Lihat ke Halaman Asli

Terapi Bicara Untuk Orang-orang Spesial

Diperbarui: 24 Juni 2015   12:15

Kompasiana adalah platform blog. Konten ini menjadi tanggung jawab bloger dan tidak mewakili pandangan redaksi Kompas.

13708502081228928946

“Sesungguhnya Allah Swt itu mengamanahkan anak-anak istimewa pada orangtua yang istimewa juga...” Papar Agus Basuki Yanuar, salah seorang founder Rumah Belajar Persada, saat memberikan sambutan dalam Semiloka Terapi Bahasa dan Aplikasinya pada Sabtu (8/6) lalu bertempat di RBP Jatibening, Bekasi.

Anak-anak istimewa yang dimaksudkan oleh Agus adalah anak-anak yang diberkahi lahir atau tumbuh dalam kondisi mengalami autism (suatu kondisi yang menimpa seseorang sejak lahir atau di masa balita yang membuat dirinya tidak dapat membentuk hubungan sosial atau berkomunikasi secara normal dengan orang lain hingga menyebabkan dirinya terisolasi dan masuk dalam dunia repetitive dengan minat dan aktifitas yang obsesif, -pen.), cerebral palsy (kelumpuhan otak yang menyebabkan anak mengalami kesulitan yang sangat besar untuk dapat berjalan, bicara, makan, atau bermain sebagaimana anak-anak sebayanya yang normal, -pen.), atau down syndrome (kondisi keterbelakangan fisik dan mental pada anak yang disebabkan oleh adanya abnormalitas perkembangan kromosom, -pen.)

13708503602019792165

Kesulitan dalam berinteraksi sosial semacam itulah yang merupakan tantangan bagi seorang terapis wicara untuk menemukan metode yang pas guna merangsang kemauan dalam diri anak-anak berkebutuhan khusus agar mau ‘membuka’ pintu komunikasi dengan orang-orang di luar dirinya sendiri. Itasari Attitungga A Md TW, seorang terapis wicara senior yang telah menjalani profesinya sejak 1995, mengemukakan bahwa semangat untuk terus menerus belajar dan mengeksplorasi metode terapi bagi para anak asuh haruslah terus dipelihara dalam diri seorang terapis agar tidak terperangkap dalam metode sejenis dalam jangka panjang hingga menimbulkan kejenuhan dan tidak efektif.

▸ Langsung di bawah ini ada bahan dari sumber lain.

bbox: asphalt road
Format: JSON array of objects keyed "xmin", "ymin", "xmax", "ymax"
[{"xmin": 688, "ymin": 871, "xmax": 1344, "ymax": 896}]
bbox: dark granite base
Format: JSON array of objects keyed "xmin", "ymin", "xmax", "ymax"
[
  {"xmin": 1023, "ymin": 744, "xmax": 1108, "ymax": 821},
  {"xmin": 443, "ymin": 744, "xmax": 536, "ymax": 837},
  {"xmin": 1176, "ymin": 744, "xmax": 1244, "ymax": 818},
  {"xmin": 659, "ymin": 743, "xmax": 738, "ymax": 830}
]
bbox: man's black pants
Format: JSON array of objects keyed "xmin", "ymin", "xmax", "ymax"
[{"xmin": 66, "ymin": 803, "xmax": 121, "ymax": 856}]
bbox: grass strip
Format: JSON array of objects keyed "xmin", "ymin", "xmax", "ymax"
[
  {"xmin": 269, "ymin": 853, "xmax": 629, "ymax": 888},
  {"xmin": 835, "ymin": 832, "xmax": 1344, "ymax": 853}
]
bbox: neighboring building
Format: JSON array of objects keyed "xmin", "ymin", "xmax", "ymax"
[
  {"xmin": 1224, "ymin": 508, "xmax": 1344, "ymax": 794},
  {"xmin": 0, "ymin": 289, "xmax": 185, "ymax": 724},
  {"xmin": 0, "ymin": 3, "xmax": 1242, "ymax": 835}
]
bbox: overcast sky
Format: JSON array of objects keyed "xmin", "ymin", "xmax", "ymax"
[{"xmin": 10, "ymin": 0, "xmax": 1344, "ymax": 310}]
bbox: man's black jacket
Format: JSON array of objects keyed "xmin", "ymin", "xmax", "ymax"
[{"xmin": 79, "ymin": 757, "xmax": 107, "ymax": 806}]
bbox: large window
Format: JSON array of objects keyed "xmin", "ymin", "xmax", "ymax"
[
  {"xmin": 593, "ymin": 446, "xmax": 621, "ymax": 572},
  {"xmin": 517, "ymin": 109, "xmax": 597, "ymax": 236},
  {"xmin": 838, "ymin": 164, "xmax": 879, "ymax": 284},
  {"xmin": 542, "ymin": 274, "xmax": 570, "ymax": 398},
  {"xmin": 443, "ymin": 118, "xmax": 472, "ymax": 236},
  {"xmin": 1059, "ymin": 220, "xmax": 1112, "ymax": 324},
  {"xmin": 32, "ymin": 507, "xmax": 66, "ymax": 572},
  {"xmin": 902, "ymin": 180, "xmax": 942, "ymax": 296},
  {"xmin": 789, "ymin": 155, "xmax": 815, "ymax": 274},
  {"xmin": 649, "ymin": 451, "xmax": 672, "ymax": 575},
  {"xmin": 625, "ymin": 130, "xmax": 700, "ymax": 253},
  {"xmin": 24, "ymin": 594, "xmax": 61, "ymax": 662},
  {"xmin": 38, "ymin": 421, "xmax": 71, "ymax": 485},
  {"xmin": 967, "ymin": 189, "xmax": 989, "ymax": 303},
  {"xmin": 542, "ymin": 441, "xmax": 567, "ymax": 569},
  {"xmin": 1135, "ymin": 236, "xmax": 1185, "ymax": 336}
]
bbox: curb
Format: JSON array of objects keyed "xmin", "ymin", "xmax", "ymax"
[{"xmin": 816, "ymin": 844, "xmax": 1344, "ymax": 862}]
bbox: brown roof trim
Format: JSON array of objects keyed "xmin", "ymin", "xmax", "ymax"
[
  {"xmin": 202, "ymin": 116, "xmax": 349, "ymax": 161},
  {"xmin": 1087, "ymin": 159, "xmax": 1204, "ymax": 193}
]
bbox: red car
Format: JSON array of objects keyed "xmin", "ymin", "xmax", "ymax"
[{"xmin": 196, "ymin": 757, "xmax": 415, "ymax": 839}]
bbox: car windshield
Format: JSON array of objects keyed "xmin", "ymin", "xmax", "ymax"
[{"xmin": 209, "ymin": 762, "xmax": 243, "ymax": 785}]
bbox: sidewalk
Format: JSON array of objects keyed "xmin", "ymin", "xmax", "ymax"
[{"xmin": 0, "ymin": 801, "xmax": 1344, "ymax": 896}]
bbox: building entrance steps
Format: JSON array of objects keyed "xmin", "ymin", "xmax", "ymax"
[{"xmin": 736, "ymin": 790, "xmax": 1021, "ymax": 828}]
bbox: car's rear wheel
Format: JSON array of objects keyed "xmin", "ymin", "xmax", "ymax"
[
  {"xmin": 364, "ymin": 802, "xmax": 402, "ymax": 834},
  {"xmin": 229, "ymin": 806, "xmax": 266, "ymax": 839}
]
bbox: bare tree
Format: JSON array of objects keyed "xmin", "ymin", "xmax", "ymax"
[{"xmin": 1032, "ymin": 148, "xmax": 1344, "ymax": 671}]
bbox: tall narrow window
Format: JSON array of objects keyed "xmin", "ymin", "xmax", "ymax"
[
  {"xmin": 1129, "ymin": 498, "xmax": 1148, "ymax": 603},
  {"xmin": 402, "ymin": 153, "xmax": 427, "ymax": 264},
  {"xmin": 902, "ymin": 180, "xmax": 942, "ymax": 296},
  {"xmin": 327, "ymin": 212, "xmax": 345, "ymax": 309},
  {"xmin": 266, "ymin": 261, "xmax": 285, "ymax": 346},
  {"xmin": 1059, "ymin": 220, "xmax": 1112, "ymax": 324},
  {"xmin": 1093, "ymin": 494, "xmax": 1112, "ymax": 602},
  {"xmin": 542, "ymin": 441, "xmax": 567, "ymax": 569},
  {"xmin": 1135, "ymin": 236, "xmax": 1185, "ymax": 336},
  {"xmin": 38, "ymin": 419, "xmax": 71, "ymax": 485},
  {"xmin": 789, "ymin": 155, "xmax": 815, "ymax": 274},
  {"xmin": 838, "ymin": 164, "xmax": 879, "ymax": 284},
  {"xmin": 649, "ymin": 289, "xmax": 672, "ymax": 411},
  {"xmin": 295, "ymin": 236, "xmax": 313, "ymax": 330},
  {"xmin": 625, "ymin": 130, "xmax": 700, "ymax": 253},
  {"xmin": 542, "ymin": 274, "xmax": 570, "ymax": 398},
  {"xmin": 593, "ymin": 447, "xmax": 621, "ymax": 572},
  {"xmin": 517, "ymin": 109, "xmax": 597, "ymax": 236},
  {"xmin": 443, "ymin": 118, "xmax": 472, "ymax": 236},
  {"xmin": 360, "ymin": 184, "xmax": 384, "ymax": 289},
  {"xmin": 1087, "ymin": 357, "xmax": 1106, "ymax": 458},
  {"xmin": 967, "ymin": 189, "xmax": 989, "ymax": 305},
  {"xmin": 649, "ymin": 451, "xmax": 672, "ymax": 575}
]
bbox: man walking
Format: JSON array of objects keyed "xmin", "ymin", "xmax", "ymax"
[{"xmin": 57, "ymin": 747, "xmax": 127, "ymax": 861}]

“Sekarang ini banyak terapis yang terjebak dalam rutinitas menggunakan Terapi Artikulasi secara pukul rata pada semua anak asuh tanpa memperhatikan kebutuhan atau kondisi spesifik individualnya.” Tutur Ita seraya memberikan illustrasi bahwa metode itu dilakukan dengan cara memberikan semacam ‘rangsangan’ pada alat-alat bicara anak asuh dengan melakukan penyikatan lembut atau memberikan buah/makanan cair tertentu pada bagian dalam mulut agar anak terdorong untuk mengucapkan suku-suku kata,”Jadi anak duduk lalu digosokkan irisan semangka, misalnya, pada bagian langit mulut lalu dibujuk menirukan terapisnya mengucapkan ‘ba’, ‘tu’, dan seterusnya sesuai kata yang ingin diperkenalkan.”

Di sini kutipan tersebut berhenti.